The fantastic Mortal Kombat followed suit, and it wasn’t long before Activision caught wind of this and now makes it a mainstay for Call of Duty. More than twenty games have utilized this idea, and like anything new in the world of gaming, a vast amount of bitching came with it. The usual whining and raging about content that should be on disc already, greedy publishers, rabble rabble rabble!
If you need any proof that DLC is here to stay, look no further than the vast amount of content released post-retail for New Super Mario Bros. 2 on the 3DS. Regardless of what you thought of the entire game experience, there was plenty of content on the cart itself to justify the cost. Many a gamer would be satisfied by this alone, but Nintendo has embraced a modern concept (something they have been weary to do in the past) and given us more portable Mario than we can handle. The latest release came at the end of 2012 in the form of the Impossible pack, something Mario vets including myself have been craving since the Perfect Run star in Super Mario Galaxy 2 made me cry into my pillow.
NSMB2 did not offer a season pass, but you can bet your ass I would have invested my money into it. Not only has Nintendo unleashed a healthy amount of DLC for the game, they may decide to come back to it later. This is the case with Scott Pilgrim vs. The World which, years after its release, is finally getting online cooperative gameplay. I forgot I even had the game until this week, and if a season pass had been offered for it, people who purchased it before would suddenly find themselves with a brand new way to experience a great retro game at no additional cost.
While I can’t speak for every CoD release, I have to imagine if I’m hardcore about shooters that I will want as many maps as possible to break up any potential monotony. If that means dropping an extra investment on top of the money I’ve already paid to purchase the game itself, that’s my fucking decision. The ones whose pussies are bleeding over season passes are the same MacBook-toting jerkoffs who long for the days of cartridges and Game Genies. Please kill yourselves.
One aspect that gets lost on today’s “shittiest generation” is the enormous amount of pressure developers are under when crafting a game. Publishing houses who expect a game to sell twenty million copies want to hear nothing about not being able to meet a deadline, so when a certain chunk of said game is not going to make it to the release window, why not save it as a bonus for people who really enjoyed the experience?

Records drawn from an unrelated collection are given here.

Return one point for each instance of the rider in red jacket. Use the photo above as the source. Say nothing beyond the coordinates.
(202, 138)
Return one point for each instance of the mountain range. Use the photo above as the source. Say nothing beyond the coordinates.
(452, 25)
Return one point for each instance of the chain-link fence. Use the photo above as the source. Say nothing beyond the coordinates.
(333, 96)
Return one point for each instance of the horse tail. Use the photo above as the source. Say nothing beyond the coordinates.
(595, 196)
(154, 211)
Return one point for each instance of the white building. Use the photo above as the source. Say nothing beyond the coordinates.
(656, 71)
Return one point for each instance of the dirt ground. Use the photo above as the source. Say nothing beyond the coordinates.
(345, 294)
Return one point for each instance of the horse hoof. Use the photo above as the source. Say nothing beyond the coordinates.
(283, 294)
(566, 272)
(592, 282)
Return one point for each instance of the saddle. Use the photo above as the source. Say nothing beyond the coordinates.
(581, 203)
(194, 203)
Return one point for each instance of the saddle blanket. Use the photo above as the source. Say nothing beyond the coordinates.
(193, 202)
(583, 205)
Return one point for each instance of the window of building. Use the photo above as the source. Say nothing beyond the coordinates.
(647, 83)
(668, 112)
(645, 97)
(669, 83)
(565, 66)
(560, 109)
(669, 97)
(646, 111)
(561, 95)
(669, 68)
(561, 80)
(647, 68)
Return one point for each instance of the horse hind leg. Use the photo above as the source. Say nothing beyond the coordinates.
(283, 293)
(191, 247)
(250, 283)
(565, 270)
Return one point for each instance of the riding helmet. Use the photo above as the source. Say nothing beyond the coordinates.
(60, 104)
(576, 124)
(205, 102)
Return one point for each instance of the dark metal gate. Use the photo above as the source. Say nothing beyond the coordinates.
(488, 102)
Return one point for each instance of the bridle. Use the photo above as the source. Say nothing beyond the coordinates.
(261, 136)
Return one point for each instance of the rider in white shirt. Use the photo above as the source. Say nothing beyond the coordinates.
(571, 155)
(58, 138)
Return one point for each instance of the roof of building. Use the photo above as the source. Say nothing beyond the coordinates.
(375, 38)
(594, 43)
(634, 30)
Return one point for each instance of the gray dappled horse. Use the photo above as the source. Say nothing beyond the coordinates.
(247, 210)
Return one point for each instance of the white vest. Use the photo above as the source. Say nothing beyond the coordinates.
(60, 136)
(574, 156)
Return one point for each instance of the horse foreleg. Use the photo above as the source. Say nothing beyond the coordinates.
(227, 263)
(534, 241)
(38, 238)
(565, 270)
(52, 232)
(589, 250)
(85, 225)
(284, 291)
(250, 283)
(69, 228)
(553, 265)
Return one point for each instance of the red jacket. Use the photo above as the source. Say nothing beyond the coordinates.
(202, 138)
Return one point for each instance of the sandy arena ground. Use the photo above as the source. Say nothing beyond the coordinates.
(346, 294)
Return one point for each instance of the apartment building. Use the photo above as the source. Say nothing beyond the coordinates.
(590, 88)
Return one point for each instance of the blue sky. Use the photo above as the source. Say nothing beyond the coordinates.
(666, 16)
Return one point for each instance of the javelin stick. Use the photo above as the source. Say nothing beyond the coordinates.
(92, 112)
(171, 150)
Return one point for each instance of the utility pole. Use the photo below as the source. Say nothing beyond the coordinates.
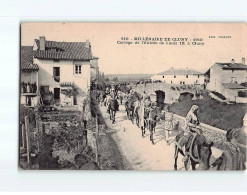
(27, 138)
(96, 140)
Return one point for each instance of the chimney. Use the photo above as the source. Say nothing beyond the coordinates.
(87, 43)
(42, 43)
(243, 60)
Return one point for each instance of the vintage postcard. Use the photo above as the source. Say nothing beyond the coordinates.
(133, 96)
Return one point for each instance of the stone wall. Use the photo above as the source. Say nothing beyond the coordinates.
(218, 136)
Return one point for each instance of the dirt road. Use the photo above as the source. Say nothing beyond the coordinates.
(138, 151)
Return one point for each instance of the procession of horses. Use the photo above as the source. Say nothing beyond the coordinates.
(190, 143)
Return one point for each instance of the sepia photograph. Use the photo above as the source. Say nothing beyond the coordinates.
(133, 96)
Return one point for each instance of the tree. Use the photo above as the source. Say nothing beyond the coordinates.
(115, 79)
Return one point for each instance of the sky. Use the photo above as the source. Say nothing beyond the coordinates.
(115, 58)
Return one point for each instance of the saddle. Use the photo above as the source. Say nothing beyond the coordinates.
(190, 138)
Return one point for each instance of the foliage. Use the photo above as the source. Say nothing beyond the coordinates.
(212, 112)
(219, 95)
(70, 92)
(242, 93)
(67, 136)
(115, 79)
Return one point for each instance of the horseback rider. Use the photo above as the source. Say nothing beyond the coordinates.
(192, 129)
(111, 97)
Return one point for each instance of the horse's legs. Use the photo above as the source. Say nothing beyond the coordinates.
(193, 165)
(175, 157)
(186, 164)
(114, 116)
(151, 134)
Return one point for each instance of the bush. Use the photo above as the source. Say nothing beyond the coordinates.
(219, 95)
(242, 93)
(214, 113)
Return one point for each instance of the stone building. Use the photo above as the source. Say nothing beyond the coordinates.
(63, 77)
(225, 78)
(180, 76)
(28, 77)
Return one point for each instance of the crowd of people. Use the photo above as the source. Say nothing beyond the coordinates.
(142, 109)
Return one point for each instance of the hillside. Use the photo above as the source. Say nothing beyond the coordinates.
(127, 77)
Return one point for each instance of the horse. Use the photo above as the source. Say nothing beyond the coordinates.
(197, 149)
(137, 112)
(130, 106)
(150, 116)
(102, 97)
(113, 108)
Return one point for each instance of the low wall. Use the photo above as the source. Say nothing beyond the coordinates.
(241, 100)
(218, 136)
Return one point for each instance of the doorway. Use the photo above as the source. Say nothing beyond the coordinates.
(57, 93)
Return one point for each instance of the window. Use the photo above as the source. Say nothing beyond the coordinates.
(56, 74)
(56, 93)
(77, 69)
(233, 79)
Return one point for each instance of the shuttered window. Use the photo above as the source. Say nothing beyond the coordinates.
(77, 69)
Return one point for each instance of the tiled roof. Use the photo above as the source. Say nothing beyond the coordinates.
(27, 54)
(233, 86)
(180, 72)
(238, 66)
(64, 51)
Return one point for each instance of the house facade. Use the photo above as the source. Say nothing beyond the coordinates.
(94, 68)
(180, 76)
(63, 76)
(225, 78)
(28, 77)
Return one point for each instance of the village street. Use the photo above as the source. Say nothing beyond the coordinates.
(139, 152)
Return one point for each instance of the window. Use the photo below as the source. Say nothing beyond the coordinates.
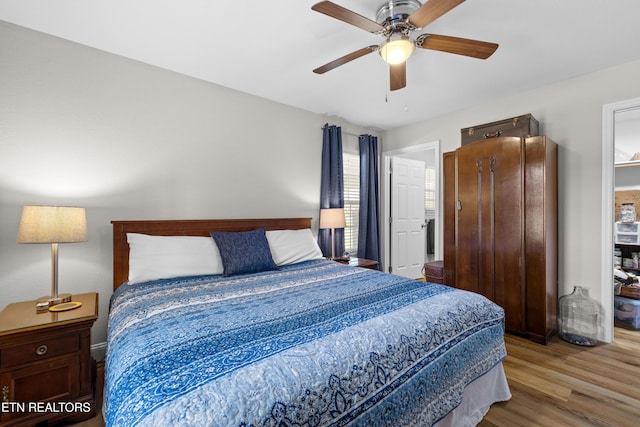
(351, 171)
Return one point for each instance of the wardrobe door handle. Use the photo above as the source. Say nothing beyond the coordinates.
(42, 350)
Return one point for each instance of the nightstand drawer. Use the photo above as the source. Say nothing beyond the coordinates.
(39, 350)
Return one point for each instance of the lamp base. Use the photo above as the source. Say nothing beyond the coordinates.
(43, 303)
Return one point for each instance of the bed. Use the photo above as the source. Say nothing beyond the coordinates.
(307, 342)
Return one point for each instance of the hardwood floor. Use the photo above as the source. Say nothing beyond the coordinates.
(562, 384)
(559, 384)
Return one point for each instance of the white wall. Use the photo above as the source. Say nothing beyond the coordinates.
(129, 141)
(570, 113)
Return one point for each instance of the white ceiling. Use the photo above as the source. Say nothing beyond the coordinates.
(269, 48)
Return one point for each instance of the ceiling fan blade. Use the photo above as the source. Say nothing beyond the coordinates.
(457, 45)
(344, 59)
(430, 11)
(398, 75)
(345, 15)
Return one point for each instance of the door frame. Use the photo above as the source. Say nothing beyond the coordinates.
(608, 188)
(386, 202)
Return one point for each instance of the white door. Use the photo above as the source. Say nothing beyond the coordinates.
(407, 217)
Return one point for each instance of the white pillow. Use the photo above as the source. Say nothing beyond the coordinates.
(290, 246)
(162, 257)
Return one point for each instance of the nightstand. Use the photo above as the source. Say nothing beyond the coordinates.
(361, 262)
(46, 369)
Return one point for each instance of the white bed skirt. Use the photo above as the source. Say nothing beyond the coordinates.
(477, 399)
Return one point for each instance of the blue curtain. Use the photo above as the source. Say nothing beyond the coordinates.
(331, 186)
(369, 221)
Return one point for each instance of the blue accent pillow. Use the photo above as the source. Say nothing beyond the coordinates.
(244, 252)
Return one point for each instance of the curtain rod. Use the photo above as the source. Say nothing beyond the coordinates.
(348, 133)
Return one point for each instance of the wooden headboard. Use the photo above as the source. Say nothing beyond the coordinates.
(193, 227)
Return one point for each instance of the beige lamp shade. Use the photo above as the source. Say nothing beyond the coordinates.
(52, 224)
(332, 218)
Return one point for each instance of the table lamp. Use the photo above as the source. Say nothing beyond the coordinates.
(332, 218)
(52, 224)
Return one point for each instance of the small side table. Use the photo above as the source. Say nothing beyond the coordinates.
(46, 369)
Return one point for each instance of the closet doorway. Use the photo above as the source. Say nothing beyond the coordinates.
(429, 154)
(610, 114)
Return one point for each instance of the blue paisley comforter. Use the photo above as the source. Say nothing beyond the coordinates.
(311, 344)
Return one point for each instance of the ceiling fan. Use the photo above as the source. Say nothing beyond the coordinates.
(396, 20)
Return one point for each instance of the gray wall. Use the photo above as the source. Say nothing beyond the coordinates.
(129, 141)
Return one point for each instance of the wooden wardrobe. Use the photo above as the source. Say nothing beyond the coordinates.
(500, 228)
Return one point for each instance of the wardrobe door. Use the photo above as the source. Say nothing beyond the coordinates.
(508, 237)
(449, 200)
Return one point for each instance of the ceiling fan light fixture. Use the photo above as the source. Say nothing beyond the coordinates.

An entirely different concept of a season pass is applied to games sold in episodic form. 2012 Game of the Year The Walking Dead was released in five parts across the year, but everyone who bought the season pass not only got more value out of their experience, they had the shared excitement of a new episode ready to be played on their hard drive the very minute it became available, not unlike a new episode of its TV counterpart.
Season passes are another strategy to get people interested in what can be an expansion of a game’s universe, and in the current market, they’re not going anywhere. This point was illustrated well by Cliff Bleszinski, former head of Epic Games who told Gamesbeat regarding Bioshock Infinite “I would start some sort of plan to have consistent DLC every quarter. However big or however small.”
Granted, Gears of War and Bioshock could not be any more different in terms of first person shooters, but Bleszinski has a point. Not only do you need to keep people invested in a game, developers and publishers will want to keep any money they can out of the hands of Gamestop, who readily offers trade-in incentives as soon as a game is released, thus putting the game in the hands of a consumer for a few bucks less than what the makers of the game charge…and subsequently earn nothing as a result.
It’s a deceptively simple concept: don’t like season passes? Don’t buy the goddamned things. Nobody is actually forcing you to purchase what is deemed extra by gaming companies, and when you make digital purchases, that cash is going directly to the game makers, ensuring that they have your thanks for cranking out a quality product.
Unless, of course, you paid $100 for the Collector’s Edition of Aliens: Colonial Marines.